Regulatory approval requirements create high new-entrant barriers that must be scored separately from capital barriers; buyer power analysis must distinguish between end patients, payers, and institutional procurement.

Food & Beverage

Retailer concentration creates extreme buyer power in consumer packaged goods; commodity input pricing means supplier power fluctuates seasonally and must be scored using 3-year price volatility data, not a single-point estimate.
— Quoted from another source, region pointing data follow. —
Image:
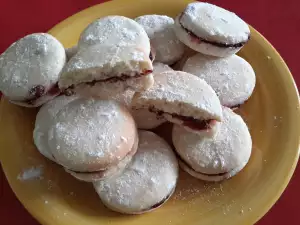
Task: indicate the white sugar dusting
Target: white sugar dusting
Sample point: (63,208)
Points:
(163,39)
(32,173)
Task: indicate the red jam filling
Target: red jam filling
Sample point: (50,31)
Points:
(190,122)
(123,78)
(39,91)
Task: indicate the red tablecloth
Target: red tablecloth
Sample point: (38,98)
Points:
(277,20)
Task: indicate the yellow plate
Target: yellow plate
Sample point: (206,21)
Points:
(272,114)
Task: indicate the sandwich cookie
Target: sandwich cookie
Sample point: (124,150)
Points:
(211,30)
(91,136)
(232,78)
(183,99)
(114,67)
(115,30)
(30,68)
(217,158)
(145,119)
(160,67)
(162,37)
(146,183)
(70,52)
(44,120)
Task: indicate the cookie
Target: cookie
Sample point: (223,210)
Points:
(211,30)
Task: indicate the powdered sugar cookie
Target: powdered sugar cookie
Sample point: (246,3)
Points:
(211,30)
(30,68)
(231,77)
(106,66)
(147,182)
(162,37)
(183,99)
(217,158)
(115,30)
(143,117)
(44,120)
(90,136)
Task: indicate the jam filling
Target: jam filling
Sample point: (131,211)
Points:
(190,122)
(161,202)
(151,57)
(39,91)
(197,39)
(123,77)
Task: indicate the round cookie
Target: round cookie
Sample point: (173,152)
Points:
(44,120)
(217,158)
(183,99)
(211,30)
(107,66)
(162,37)
(109,172)
(143,117)
(160,67)
(30,68)
(70,52)
(232,78)
(147,182)
(91,135)
(115,30)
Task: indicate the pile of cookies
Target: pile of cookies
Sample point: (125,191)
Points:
(99,98)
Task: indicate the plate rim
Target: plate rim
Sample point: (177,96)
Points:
(267,205)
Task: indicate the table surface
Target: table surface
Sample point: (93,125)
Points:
(277,20)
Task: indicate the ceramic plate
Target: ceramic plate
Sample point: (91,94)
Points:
(272,114)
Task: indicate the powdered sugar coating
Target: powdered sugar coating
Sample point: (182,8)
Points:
(145,119)
(115,30)
(181,93)
(227,150)
(214,24)
(160,67)
(100,62)
(232,78)
(162,37)
(44,120)
(201,46)
(150,178)
(36,59)
(70,52)
(113,170)
(87,134)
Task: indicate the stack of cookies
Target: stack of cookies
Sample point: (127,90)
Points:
(99,98)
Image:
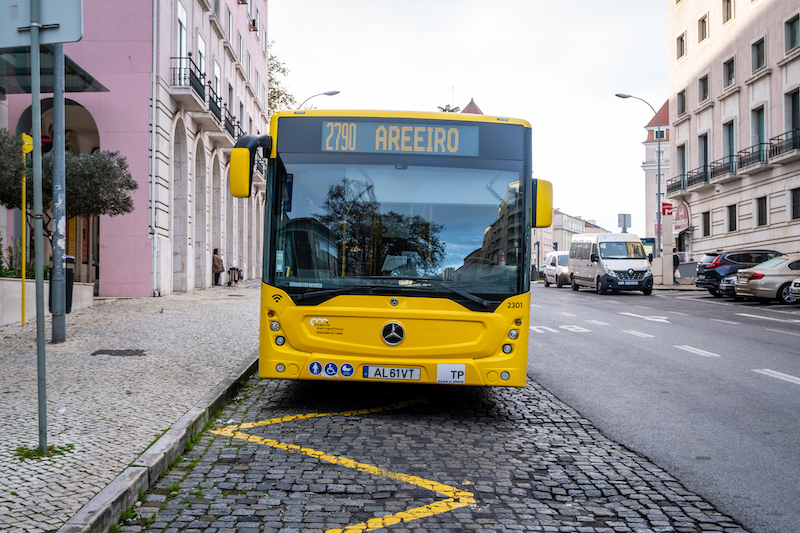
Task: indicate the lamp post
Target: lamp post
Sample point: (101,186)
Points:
(658,176)
(329,93)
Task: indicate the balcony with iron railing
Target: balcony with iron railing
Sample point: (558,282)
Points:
(187,84)
(697,178)
(723,170)
(785,148)
(753,160)
(676,186)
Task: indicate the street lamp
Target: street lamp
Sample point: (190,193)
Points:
(658,177)
(329,93)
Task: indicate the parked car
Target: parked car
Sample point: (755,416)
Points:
(770,280)
(716,265)
(555,269)
(794,288)
(727,287)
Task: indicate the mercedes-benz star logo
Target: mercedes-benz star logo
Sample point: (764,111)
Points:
(393,333)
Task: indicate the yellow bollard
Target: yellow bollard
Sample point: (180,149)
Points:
(27,147)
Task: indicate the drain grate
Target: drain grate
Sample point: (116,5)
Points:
(123,353)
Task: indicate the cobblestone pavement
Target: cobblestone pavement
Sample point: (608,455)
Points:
(103,411)
(294,456)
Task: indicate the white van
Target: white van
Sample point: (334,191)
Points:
(609,261)
(555,269)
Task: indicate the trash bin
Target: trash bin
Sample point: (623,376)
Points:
(69,280)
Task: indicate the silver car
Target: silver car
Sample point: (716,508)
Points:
(556,270)
(771,280)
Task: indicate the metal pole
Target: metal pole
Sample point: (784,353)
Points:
(36,116)
(658,177)
(58,279)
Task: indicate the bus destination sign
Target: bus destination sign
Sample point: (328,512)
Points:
(385,138)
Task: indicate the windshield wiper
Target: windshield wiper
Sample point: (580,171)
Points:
(471,297)
(332,292)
Template vs pro β€” what fits your needs?

PathBest forCostTime
Use the templateStrategy managers, founders, and business owners conducting internal annual reviews or preparing a business planFree4–8 hours
Template + professional reviewTeams entering unfamiliar industries or preparing analysis for investor or board presentations$500–$2,000 for a strategy consultant or industry analyst review1–2 weeks
Custom draftedM&A due diligence, market entry feasibility studies, or strategic decisions involving capital allocation above $1M$5,000–$25,000 for a full consultant-led industry analysis engagement3–6 weeks

Glossary

Five Forces Framework
A model developed by Michael Porter that identifies five structural forces determining the competitive intensity and profitability of an industry.
Competitive Rivalry
The intensity of direct competition among existing players in an industry, driven by the number of competitors, growth rate, and switching costs.
Supplier Power
The ability of input suppliers to raise prices or reduce quality, increasing costs for businesses in the industry.
Buyer Power
The leverage customers hold to push prices down, demand higher quality, or play competitors against each other.
Threat of New Entrants
The likelihood that new competitors will enter the industry, intensifying rivalry and eroding incumbent margins.
Threat of Substitutes
The risk that customers will switch to a different product or service that fulfills the same need, even if it is not a direct competitor.
Barriers to Entry
Structural obstacles β€” capital requirements, regulation, proprietary technology, brand loyalty β€” that make it difficult for new firms to enter an industry.
Switching Costs
The time, money, or effort a buyer must expend to change from one supplier or product to another.
Industry Attractiveness
An overall assessment of how structurally favorable an industry is for earning above-average profits, based on the combined intensity of the five forces.
Force Intensity Score
A numeric rating β€” typically 1 (low threat) to 5 (high threat) β€” assigned to each competitive force to enable cross-force comparison and trend tracking.